The latest venture capital winter, which saw global funding fall 61 per cent between 2021 and 2023, has led to a fresh wave of corporate deaths. The data firm CBInsights has tracked 483 recent start-up failures and identifies several reasons for their demise: running out of cash (never a good idea), being outgunned by competitors, feuding founders and/or investors, and exhaustion and burnout. Valley mythology suggests such failures can be a “learning moment” that teaches resilient entrepreneurs to be smarter next time. “Success is a lousy teacher,” as the Microsoft co-founder Bill Gates once said. “It seduces smart people into thinking they can’t lose.”
There are, though, two flaws with this seductive theory. First, it tends to ignore the collateral damage and human cost of failure. No one celebrates the failure of a company like the fraudulent cryptocurrency exchange FTX, which saw its founder Sam Bankman-Fried go to jail, even though it was a “learning moment” of a different kind for investors. We rarely hear from those who do not have a second act. Failure can crush people’s health, wealth and relationships, wrecking lives. The last thing many failed founders want to do is to jump back on a white-knuckle, roller-coaster ride.
Second, we tend to exaggerate how often failure leads to subsequent success. An interesting paper this summer from the American Psychological Association argued that the benefits of failure were overrated. “People expect success to follow failure more often than it actually does,” said Lauren Eskreis-Winkler, the lead author and assistant professor at Northwestern University.
Failure can undermine motivation and confidence and does not always lead to people self-correcting. In most other fields, we assume that past behaviour is a pretty good predictor of future behaviour. Why, the paper’s authors ask, do we think differently when it comes to failure and success?
Still, to my mind, there is something inspirational about Silicon Valley’s willingness to bet on probable flops, even if everyone agrees that failure is best avoided. Economic progress depends on bold people taking risks and applying technology in new ways to do different, sometimes crazy, things. This week’s report from Italy’s former prime minister Mario Draghi on how to boost Europe’s competitiveness contained many worthy technocratic remedies that should be rapidly implemented. But he should have emphasised the cultural change and tolerance of failure needed to stimulate more risk-taking enterprise.

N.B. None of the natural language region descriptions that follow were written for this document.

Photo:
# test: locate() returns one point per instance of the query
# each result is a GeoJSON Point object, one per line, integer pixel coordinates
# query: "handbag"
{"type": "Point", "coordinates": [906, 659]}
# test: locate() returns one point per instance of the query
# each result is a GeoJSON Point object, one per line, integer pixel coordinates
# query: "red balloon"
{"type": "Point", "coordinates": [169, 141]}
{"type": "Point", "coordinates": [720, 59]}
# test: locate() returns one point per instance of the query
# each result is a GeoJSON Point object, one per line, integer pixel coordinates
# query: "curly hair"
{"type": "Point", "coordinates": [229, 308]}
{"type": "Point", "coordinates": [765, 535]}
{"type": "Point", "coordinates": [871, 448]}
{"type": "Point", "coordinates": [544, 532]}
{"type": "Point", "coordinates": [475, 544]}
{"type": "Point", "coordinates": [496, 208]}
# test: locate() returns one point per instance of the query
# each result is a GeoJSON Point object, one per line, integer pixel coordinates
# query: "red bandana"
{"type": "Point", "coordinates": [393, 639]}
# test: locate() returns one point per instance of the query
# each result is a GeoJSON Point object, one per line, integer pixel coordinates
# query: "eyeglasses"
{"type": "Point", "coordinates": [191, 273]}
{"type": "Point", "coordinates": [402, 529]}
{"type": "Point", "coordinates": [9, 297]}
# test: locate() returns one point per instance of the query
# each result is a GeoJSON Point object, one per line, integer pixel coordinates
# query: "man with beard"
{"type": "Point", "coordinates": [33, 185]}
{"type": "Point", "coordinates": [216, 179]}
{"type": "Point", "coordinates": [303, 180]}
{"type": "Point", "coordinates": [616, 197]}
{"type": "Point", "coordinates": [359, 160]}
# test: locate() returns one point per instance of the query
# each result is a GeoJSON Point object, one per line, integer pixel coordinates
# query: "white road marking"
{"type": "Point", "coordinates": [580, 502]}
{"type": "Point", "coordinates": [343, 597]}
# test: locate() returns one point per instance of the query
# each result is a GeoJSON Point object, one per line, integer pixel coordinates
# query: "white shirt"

European policymakers could learn a lot from a far shorter essay by the tech investor Paul Graham, who recently distinguished between what he called founder mode, in the early days of any start-up, and manager mode, when investors insist that “grown-ups” are needed to scale a business. Based on the experience of several founders, Graham argued it was often a mistake for companies to switch too quickly from the first to the second. Companies need to retain the culture of urgent risk-taking and experimentation that characterises founder mode.
Manager mode clearly applies to bigger companies, where incremental innovation is the norm and disruptive innovation the exception. Arguably, it is also the default mindset of much of corporate Europe. The ideal, of course, is to combine the best of both modes: the scope and capabilities of a large company and the spirit and flexibility of a small one, as Amazon’s founder, Jeff Bezos, has written. To survive in our fast-changing digital age, even a company as enormous as Amazon needs to retain an experimental, customer-obsessed Day One mentality.
That is especially difficult when incentive structures change in bigger companies, when corporate bureaucracy and politics intrude and regular salaries and bonuses become more important than shares. That all too often leads to the prioritisation of risk minimisation over reward maximisation, perfectly captured by the economist John Maynard Keynes: “Worldly wisdom teaches that it is better for reputation to fail conventionally than to succeed unconventionally.”
The genius of Silicon Valley is that it despises conventional failure and tries to create a safe space for unconventional success. More companies, especially in Europe, need to re-embrace that founder mode.